You definitely have the right idea, but you have to be a bit more careful.
 
  • #3
remember that you have the additional rquirement that q[itex]\ne[/itex] p. I think that is what you meant to say. For all n, B(p, 1/n) contains p, but for some n, B(p, 1/n) does not include any other point of the set.
 
  • #4
Right, ok. I can fix that detail. Thanks a lot guys.
 
  • #5
i need the proof for every finite set is a closed set in a metric space ..
and finite set in a metric space in compact as soon as possible../.
 
  • #6
nehakapoor said:
i need the proof for every finite set is a closed set in a metric space ..
and finite set in a metric space in compact as soon as possible../.

You will need to make a new topic for this. And it would also be nice to see your attempt...
 

1. What is a finite subset of a metric space?

A finite subset of a metric space is a set of elements that is both finite in size and satisfies the properties of a metric space. This means that the set contains a finite number of points and the distance between any two points in the set is well-defined.

2. How is a finite subset of a metric space different from a general metric space?

A finite subset of a metric space differs from a general metric space in that it has a limited number of points, while a general metric space can have an infinite number of points. Additionally, a finite subset may not contain all the properties of a general metric space, such as completeness or connectedness.

3. What is an example of a finite subset of a metric space?

An example of a finite subset of a metric space is a set of points on a line segment.
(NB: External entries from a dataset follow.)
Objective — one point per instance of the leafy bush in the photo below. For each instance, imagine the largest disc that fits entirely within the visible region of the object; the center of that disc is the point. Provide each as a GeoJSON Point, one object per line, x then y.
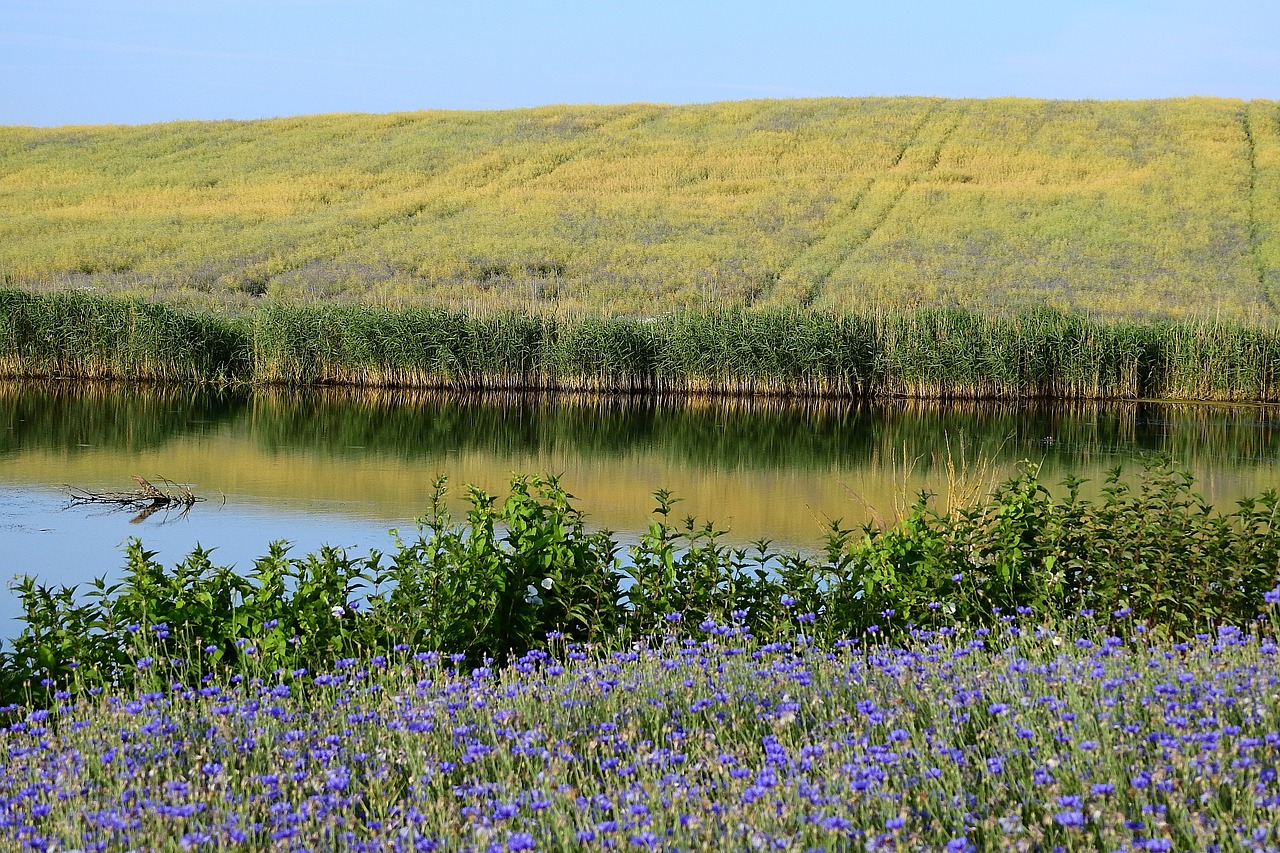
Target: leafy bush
{"type": "Point", "coordinates": [528, 573]}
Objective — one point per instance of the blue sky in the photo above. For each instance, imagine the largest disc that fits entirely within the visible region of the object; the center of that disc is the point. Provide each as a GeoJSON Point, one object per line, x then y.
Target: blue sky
{"type": "Point", "coordinates": [87, 62]}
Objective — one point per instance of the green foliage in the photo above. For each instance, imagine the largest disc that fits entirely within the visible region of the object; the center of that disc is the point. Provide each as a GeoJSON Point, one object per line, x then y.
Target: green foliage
{"type": "Point", "coordinates": [528, 573]}
{"type": "Point", "coordinates": [928, 352]}
{"type": "Point", "coordinates": [503, 580]}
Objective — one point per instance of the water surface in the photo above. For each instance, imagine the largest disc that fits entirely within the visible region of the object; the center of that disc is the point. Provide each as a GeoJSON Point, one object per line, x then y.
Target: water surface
{"type": "Point", "coordinates": [342, 468]}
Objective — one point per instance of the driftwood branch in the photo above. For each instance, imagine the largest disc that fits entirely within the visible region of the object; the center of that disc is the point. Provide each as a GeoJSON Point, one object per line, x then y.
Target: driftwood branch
{"type": "Point", "coordinates": [147, 498]}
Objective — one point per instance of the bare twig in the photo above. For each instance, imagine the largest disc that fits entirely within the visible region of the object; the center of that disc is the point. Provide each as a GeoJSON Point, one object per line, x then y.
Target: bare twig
{"type": "Point", "coordinates": [146, 500]}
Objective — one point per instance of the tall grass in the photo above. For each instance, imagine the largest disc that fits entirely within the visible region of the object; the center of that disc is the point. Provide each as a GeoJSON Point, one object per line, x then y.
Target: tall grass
{"type": "Point", "coordinates": [928, 352]}
{"type": "Point", "coordinates": [86, 336]}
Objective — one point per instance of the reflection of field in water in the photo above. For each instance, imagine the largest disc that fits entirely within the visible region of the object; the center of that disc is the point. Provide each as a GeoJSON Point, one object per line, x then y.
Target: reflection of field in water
{"type": "Point", "coordinates": [766, 470]}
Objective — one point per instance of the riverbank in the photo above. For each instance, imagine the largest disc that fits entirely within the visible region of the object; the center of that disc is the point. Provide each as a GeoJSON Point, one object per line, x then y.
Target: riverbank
{"type": "Point", "coordinates": [924, 354]}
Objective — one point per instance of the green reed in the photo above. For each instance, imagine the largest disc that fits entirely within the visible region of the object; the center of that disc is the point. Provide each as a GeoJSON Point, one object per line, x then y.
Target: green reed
{"type": "Point", "coordinates": [928, 352]}
{"type": "Point", "coordinates": [87, 336]}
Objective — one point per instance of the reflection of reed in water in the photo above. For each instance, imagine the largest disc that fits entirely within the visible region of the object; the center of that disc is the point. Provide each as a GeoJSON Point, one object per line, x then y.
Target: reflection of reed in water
{"type": "Point", "coordinates": [106, 414]}
{"type": "Point", "coordinates": [767, 433]}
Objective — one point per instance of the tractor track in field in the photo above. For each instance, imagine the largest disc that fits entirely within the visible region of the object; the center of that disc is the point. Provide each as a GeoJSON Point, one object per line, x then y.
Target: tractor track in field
{"type": "Point", "coordinates": [878, 199]}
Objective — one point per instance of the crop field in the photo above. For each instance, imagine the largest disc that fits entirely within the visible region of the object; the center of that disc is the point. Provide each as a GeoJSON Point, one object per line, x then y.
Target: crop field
{"type": "Point", "coordinates": [1115, 209]}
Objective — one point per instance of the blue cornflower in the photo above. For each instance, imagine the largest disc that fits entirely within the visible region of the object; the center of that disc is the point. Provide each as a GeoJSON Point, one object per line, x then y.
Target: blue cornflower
{"type": "Point", "coordinates": [521, 842]}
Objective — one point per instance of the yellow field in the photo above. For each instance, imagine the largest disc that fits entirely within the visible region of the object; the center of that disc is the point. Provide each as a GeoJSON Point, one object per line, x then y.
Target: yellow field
{"type": "Point", "coordinates": [1120, 209]}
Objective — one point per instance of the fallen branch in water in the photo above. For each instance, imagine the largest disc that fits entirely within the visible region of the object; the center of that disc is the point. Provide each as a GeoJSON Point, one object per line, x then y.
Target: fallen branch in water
{"type": "Point", "coordinates": [147, 498]}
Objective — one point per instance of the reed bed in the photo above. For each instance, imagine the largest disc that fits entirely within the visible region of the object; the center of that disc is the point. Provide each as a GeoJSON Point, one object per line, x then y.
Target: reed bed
{"type": "Point", "coordinates": [940, 354]}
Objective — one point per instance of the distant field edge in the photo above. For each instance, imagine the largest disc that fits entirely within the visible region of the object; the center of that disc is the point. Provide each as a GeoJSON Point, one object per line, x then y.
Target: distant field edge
{"type": "Point", "coordinates": [942, 354]}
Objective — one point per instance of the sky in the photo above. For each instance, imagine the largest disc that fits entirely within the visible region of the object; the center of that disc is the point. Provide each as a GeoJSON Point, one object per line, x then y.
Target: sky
{"type": "Point", "coordinates": [133, 62]}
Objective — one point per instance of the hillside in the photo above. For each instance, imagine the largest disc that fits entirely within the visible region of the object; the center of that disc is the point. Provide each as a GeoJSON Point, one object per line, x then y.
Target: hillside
{"type": "Point", "coordinates": [1120, 209]}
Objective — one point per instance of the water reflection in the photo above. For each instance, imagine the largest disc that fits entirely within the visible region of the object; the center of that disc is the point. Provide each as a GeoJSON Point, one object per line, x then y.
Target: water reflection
{"type": "Point", "coordinates": [297, 465]}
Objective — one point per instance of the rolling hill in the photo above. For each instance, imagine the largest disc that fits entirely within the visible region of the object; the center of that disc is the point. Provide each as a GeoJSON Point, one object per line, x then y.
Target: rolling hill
{"type": "Point", "coordinates": [1114, 208]}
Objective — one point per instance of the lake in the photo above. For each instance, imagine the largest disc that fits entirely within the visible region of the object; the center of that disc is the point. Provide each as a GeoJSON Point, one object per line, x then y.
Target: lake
{"type": "Point", "coordinates": [338, 466]}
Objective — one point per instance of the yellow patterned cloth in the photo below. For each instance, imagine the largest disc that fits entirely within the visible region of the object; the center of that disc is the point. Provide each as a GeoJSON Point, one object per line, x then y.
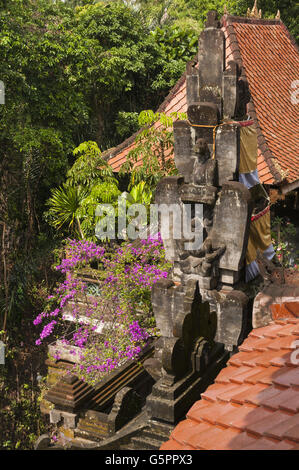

For instance, a set of 5 points located at equally spaced intervals on a line segment would be a finite subset of a metric space.

4. Can a finite subset of a metric space form a metric space on its own?

No, a finite subset of a metric space cannot form a metric space on its own. It must be a part of a larger metric space in order to satisfy all the properties of a metric space, such as the triangle inequality.

5. How are finite subsets of a metric space used in real-world applications?

Finite subsets of a metric space are commonly used in data analysis and machine learning algorithms. They can represent a finite set of data points or observations, and the properties of a metric space can be used to calculate distances and similarities between these data points.